Beautiful Soup: Webpages in HTML #

For most URLs, sending an HTTP request will simply get you the content of the webpage itself. This is almost always in a format called HTML (HyperText Markup Language). The formatting of HTML can often be quite difficult to read, and thus we recommend using the Beautiful Soup library to process HTML data in Python. (Unfortunately, the documentation can be a bit difficult to understand without a decent knowledge of HTML.) If you want to learn more about HTML, we recommend HTML Dog’s Tutorial, but again, doing this is optional.

Pandas: Data in Tables #

Finally, a common format for tables of data (similar to those found in spreadsheets) is CSV (comma-separated values). For this, we recommend using the Pandas library, which makes it quite easy to work with tabular data. Pandas defines two new types: Series, which represents a single column of data, and DataFrame, which represents a spreadsheet-like table of data.
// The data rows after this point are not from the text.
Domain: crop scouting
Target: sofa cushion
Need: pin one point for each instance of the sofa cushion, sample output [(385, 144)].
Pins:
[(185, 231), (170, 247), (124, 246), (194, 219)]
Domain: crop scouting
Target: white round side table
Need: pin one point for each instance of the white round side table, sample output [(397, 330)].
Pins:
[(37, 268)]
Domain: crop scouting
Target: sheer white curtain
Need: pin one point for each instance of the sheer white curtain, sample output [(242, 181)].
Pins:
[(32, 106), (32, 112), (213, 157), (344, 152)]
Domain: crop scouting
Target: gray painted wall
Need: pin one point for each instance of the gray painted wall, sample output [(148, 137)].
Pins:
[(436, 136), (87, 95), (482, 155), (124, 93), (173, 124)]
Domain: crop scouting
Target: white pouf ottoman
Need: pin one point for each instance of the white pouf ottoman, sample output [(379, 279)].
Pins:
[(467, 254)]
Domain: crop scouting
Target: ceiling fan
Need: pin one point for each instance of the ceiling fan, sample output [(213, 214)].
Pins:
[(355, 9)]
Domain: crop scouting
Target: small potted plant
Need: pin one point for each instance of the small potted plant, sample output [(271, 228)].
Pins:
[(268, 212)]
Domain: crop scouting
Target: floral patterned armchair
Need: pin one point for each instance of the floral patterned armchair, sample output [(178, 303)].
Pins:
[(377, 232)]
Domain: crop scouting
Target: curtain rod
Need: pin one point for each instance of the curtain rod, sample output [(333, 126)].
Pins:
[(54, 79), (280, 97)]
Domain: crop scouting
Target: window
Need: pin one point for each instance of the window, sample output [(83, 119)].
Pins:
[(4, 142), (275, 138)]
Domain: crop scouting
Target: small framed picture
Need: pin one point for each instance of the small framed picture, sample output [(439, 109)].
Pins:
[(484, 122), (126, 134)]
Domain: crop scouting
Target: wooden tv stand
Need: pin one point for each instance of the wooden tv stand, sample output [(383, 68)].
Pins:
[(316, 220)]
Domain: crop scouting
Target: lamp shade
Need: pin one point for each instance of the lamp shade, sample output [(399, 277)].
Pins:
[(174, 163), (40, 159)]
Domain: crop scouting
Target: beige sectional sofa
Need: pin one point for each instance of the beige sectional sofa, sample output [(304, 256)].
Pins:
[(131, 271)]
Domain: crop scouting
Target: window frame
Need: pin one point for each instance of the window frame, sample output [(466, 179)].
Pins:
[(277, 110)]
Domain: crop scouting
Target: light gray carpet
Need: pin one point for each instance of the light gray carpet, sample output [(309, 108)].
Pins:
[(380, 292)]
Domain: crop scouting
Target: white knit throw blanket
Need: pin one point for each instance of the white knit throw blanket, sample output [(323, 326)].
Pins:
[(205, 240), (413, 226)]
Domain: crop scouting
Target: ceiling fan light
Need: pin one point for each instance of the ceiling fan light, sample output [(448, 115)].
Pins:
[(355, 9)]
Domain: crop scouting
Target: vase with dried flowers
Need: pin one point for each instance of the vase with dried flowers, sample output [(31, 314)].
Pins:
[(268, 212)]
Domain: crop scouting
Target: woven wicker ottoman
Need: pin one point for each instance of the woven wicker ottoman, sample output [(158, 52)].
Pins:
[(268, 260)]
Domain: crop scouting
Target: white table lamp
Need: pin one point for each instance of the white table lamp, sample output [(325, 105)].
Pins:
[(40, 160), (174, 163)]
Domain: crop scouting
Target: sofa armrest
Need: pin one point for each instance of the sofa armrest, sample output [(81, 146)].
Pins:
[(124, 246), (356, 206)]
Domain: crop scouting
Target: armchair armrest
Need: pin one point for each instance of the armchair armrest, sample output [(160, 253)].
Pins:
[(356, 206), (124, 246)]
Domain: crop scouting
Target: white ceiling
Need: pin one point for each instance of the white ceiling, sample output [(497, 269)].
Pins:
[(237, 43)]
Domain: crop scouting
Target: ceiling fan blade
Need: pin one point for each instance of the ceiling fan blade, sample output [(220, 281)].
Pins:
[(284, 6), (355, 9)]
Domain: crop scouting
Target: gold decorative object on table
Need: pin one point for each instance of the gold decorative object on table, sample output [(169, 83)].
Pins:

As you might expect from a spreadsheet, it is possible to name or otherwise index the rows and columns. You can then work with the data using these names.

While we could try to reinvent the wheel and explain the different features of Pandas, their tutorials are excellent, and so we will link the relevant ones here:

NumPy: Numerical Arrays #

If you are working with purely numerical data, we recommend using NumPy, which is a library optimized for scientific computing with arrays. If you have worked with MATLAB in the past, you can think of NumPy as a reasonably close equivalent in Python. Particularly when working with large arrays of data, you will find that NumPy is often far faster than even Python’s built-in libraries.

NumPy has several documentation pages aimed at different audiences. If you are newer to Python programming, we recommend their beginner’s guide. If you have some scientific computing experience and want a guide with more code and less explanation, we recommend the quickstart tutorial.